The panino tonno e fagioli is a Tuscan plate of tuna and beans turned into a sandwich, and what defines it is the bean rather than the fish. On the plate, tonno e fagioli is oil-packed tuna, soft cannellini, raw onion, and good olive oil; the cannellini is what gives the dish its body, mild and starchy and able to carry oil and quiet salt in a way no leaf can. Moved into bread, that role becomes structural. The beans bind the loose mixture and hold it against the crumb, turning a wet, sliding tuna filling into something with enough mass to behave between two pieces of bread. The fish supplies the salt and depth; the bean supplies the substance. Drop the beans and it is a smear; drop the tuna and it is plain legumes.

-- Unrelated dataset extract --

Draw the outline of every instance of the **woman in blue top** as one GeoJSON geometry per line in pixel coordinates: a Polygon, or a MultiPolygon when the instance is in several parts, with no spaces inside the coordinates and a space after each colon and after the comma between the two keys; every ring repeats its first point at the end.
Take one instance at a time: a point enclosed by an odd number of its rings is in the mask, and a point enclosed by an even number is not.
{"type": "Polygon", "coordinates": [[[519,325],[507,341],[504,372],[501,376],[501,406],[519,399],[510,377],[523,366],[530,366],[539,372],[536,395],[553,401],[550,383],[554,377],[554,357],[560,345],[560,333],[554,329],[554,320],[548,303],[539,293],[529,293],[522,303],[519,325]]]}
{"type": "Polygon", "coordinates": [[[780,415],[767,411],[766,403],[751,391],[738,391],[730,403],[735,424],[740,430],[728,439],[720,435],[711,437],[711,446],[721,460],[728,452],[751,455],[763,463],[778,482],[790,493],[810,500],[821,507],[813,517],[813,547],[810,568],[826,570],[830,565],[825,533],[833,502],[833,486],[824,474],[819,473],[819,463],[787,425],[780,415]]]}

The craft is moisture control, because every element here runs damp. The cannellini are used whole and well drained, never mashed into a paste that would soak the bread, though a few are left slightly broken so their starch and oil help bind the rest. The tuna is flaked in for savour and not over-drained, since its packing oil is part of the dressing alongside a generous thread of good olive oil. Raw onion, sliced thin and used in measure, is the sharp counter that keeps a bean-and-oil base from going flat. The bread is chosen sturdy, a Tuscan country loaf or a firm roll, and the sandwich is eaten soon after building, before the beans give up their moisture and the crumb softens under them.
The variations stay Tuscan and turn on which element leads and what acid joins it. There is the onion-forward build, the one sharpened with a little wine vinegar or lemon, and the version weighted more to bean than to tuna for a milder, starchier bite. Each is a different ratio of the same trio on bread, and each deserves its own article rather than being crowded in here.